Peter warned us that the morphlings would keep coming. I wish that I could have been there. I could have stopped it.”

  “John, how can you say that?”

  He ran his hands through his hair and sighed. “Argh, I know. I’m sorry. I don’t know what I’m saying. I’m being paranoid.”

  She wanted to reach for his hand, to cradle it within her own and tell him that everything was going to be all right, but she couldn’t get the words out, knowing it would be a lie. Nothing was going to be all right. Nothing was ever going to be the same ever again.

  “Actually, no . . . you’re not being paranoid,” she acquiesced.

  “What?” His head snapped in her direction.

  “A morphling forced the car over the cliff, and Peter was able to pull me from the car before it hit bottom. He saved me.”

  John’s fingers dug into the armrest of his chair. “But he couldn’t do the same for my parents.”

  My parents, not our parents. The word choice wasn’t lost on Wendy. He was slowly distancing himself from her in his mind. Given that their parents were gone, would he still consider her his sister?

  “I wish he hadn’t,” she said, playing with a frayed string on the blanket. “I wish Peter had saved your parents too.”

  John stayed silent, contemplating her words.

  She leaned back onto her pillow and studied her brother. He had aged overnight somehow and looked older than his sixteen years. Grief and responsibility did that. But then, the worry of the world came down upon her shoulders even harder. They had nowhere to go. John didn’t have any extended family. Maybe a distant aunt in Maine, but Wendy had never met the woman.
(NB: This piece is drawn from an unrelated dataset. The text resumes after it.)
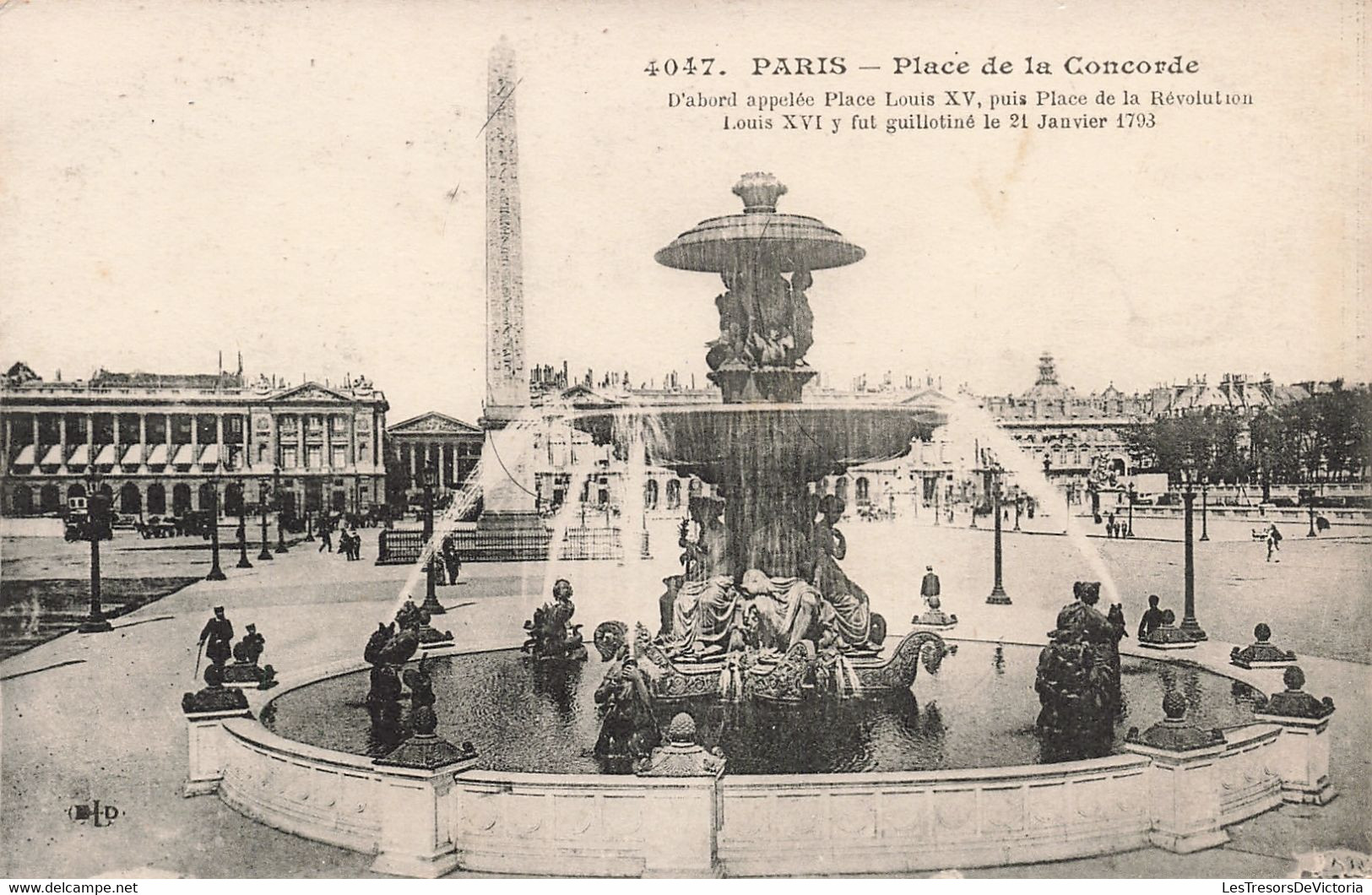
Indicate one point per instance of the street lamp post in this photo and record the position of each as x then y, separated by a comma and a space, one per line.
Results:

Wendy herself wasn’t eighteen and old enough to become John’s guardian. If that aunt didn’t take him in, then he’d be sent into the foster care system before they could file for emancipation.

  It didn’t bode well at all.

  “Have you heard anything from Aunt Mickey?”

  “She passed away last summer.” His eyes started to glass over, and he reached for her hand. “I have no one. Now that they know who you are, a Blackburn, they will probably find some relative. You won’t be alone.”